Division of Hematology and Oncology, Department of Internal Medicine, University of Michigan, Ann Arbor, Michigan, USA.
Center for Cancer Biostatistics, University of Michigan School of Public Health, Ann Arbor, Michigan, USA.
Cancer. 2022 Oct 1;128(19):3523-3530. doi: 10.1002/cncr.34394. Epub 2022 Jul 27.
Gemcitabine and cisplatin has limited benefit as treatment for advanced biliary tract cancer (BTC). The addition of an anti-programmed death receptor (PD-1)/PD-ligand (L1) antibody to either systemic chemotherapy or anti-cytotoxic T-lymphocyte-associated protein 4 (CTLA4) antibody has shown benefit in multiple solid tumors.
In this phase 2 trial, patients 18 years or older with advanced BTC without prior systemic therapy and Eastern Cooperative Oncology Group Performance Status 0-1 were randomized across six academic centers. Patients in Arm A received nivolumab (360 mg) on day 1 along with gemcitabine and cisplatin on days 1 and 8 every 3 weeks for 6 months followed by nivolumab (240 mg) every 2 weeks. Patients in Arm B received nivolumab (240 mg) every 2 weeks and ipilimumab (1 mg/kg) every 6 weeks.
Of 75 randomized patients, 68 received therapy (Arm A = 35, Arm B = 33); 51.5% women with a median age of 62.5 years. The observed primary outcome of 6-month progression-free survival (PFS) rates in the evaluable population was 59.4% in Arm A and 21.2% in Arm B. The median PFS and overall survival (OS) in Arm A were 6.6 and 10.6 months, and in Arm B 3.9 and 8.2 months, respectively, in patients who received any treatment. The most common treatment-related grade 3 or higher hematologic adverse event was neutropenia in 34.3% (Arm A) and nonhematologic adverse events were fatigue (8.6% Arm A) and elevated transaminases (9.1% Arm B).

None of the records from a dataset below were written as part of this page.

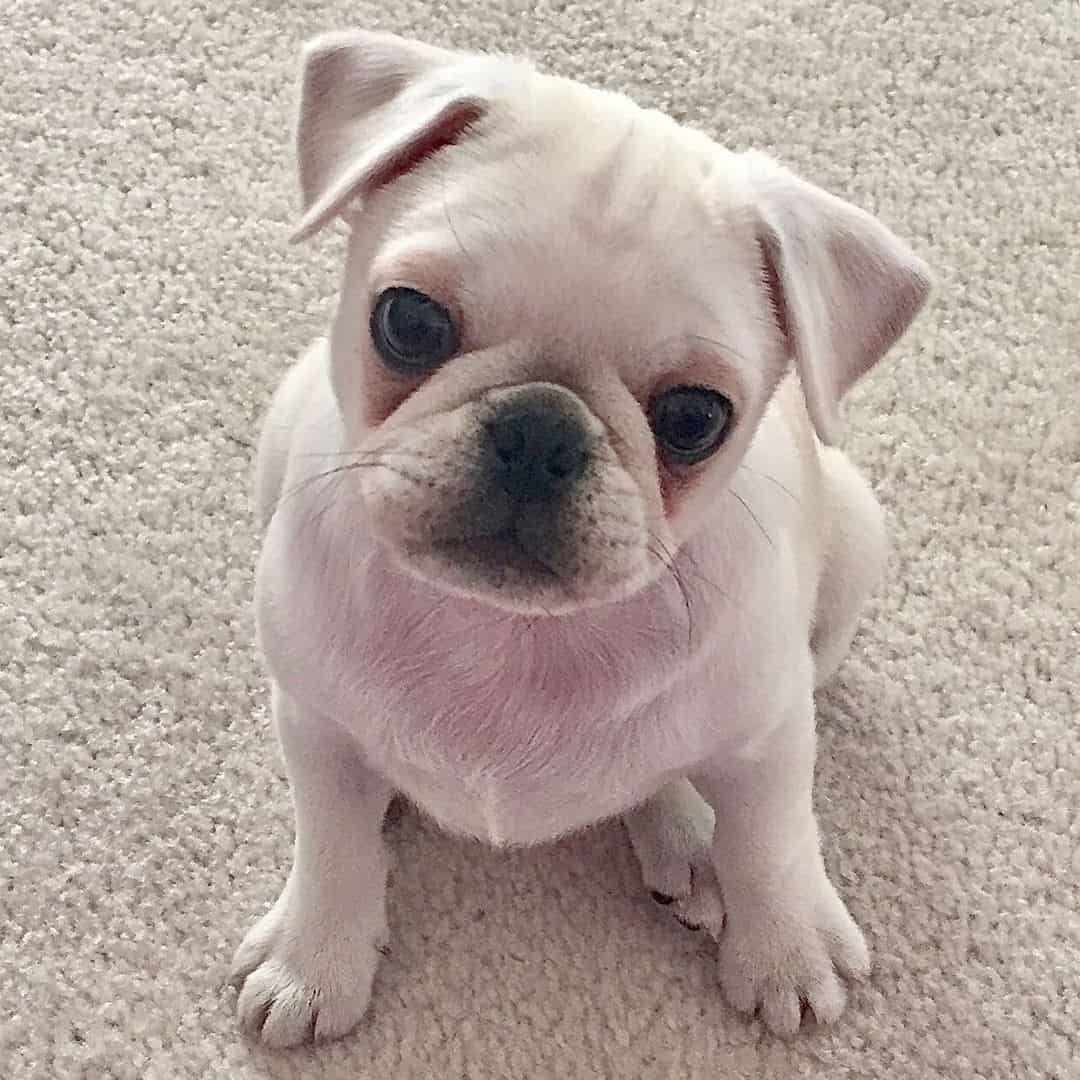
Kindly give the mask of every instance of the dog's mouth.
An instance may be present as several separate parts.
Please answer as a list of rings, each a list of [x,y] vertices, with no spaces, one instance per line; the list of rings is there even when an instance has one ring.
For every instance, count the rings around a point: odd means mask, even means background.
[[[514,611],[565,613],[587,602],[557,555],[530,546],[514,527],[432,539],[399,550],[405,568],[429,584]]]
[[[477,563],[517,574],[558,579],[558,573],[538,553],[529,551],[512,528],[464,539],[437,540],[429,549],[455,566]]]
[[[411,542],[384,537],[384,543],[403,572],[517,614],[566,615],[614,603],[644,587],[655,569],[643,540],[575,535],[527,520]]]

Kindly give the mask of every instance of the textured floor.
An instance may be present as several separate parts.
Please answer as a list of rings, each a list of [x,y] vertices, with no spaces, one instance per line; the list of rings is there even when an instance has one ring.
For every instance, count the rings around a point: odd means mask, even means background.
[[[0,1076],[1080,1076],[1080,23],[1071,0],[8,0],[0,15]],[[59,14],[58,14],[59,12]],[[618,828],[394,827],[352,1038],[264,1054],[228,958],[288,794],[249,445],[325,324],[285,243],[302,38],[532,52],[772,148],[933,264],[852,403],[892,575],[821,698],[829,861],[877,954],[834,1030],[730,1014]]]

The addition of nivolumab to chemotherapy or ipilimumab did not improve 6-month PFS. Although median OS was less than 12 months in both arms, the high OS rate at 2 years in Arm A suggests benefit in a small cohort of patients.
吉西他滨和顺铂作为晚期胆管癌(BTC)的治疗方法获益有限。在多种实体肿瘤中,抗程序性死亡受体(PD-1)/PD-配体(L1)抗体联合系统化疗或抗细胞毒性 T 淋巴细胞相关蛋白 4(CTLA4)抗体显示出获益。

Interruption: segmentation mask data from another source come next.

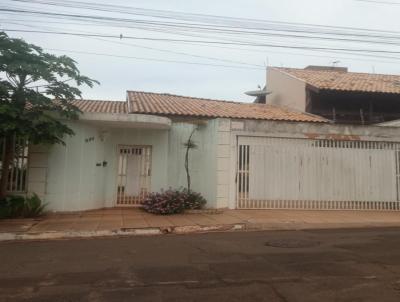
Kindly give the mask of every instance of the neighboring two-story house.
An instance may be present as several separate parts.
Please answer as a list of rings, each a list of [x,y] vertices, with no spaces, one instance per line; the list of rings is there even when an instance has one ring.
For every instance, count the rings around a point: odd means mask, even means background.
[[[267,87],[267,104],[320,115],[336,123],[367,125],[400,119],[398,75],[354,73],[343,67],[270,67]]]

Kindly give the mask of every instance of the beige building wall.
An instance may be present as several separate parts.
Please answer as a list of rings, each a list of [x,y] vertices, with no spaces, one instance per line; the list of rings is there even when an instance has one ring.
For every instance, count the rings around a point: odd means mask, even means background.
[[[306,83],[273,67],[267,70],[267,104],[306,110]]]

在这项 2 期试验中,在没有接受系统治疗且东部肿瘤协作组体能状态为 0-1 的 6 个学术中心,入组了年龄在 18 岁及以上的晚期 BTC 患者。Arm A 组患者在第 1 天接受纳武利尤单抗(360mg),第 1 天和第 8 天接受吉西他滨和顺铂,每 3 周为 1 个周期,持续 6 个月,随后每 2 周接受纳武利尤单抗(240mg)治疗。Arm B 组患者每 2 周接受纳武利尤单抗(240mg)和每 6 周接受伊匹单抗(1mg/kg)治疗。
75 例随机患者中,68 例接受了治疗(Arm A=35 例,Arm B=33 例);51.5%为女性,中位年龄为 62.5 岁。在可评估人群中,观察到的 6 个月无进展生存期(PFS)主要终点结果为 Arm A 组为 59.4%,Arm B 组为 21.2%。Arm A 和 Arm B 组患者接受任何治疗后的中位 PFS 和总生存期(OS)分别为 6.6 个月和 10.6 个月,以及 3.9 个月和 8.2 个月。最常见的治疗相关 3 级或以上血液学不良事件为中性粒细胞减少症(34.3%,Arm A),非血液学不良事件为疲劳(8.6%,Arm A)和转氨酶升高(9.1%,Arm B)。
纳武利尤单抗联合化疗或伊匹单抗并未改善 6 个月 PFS。尽管两组的中位 OS 均不到 12 个月,但 Arm A 组 2 年时的高 OS 率表明对一小部分患者有获益。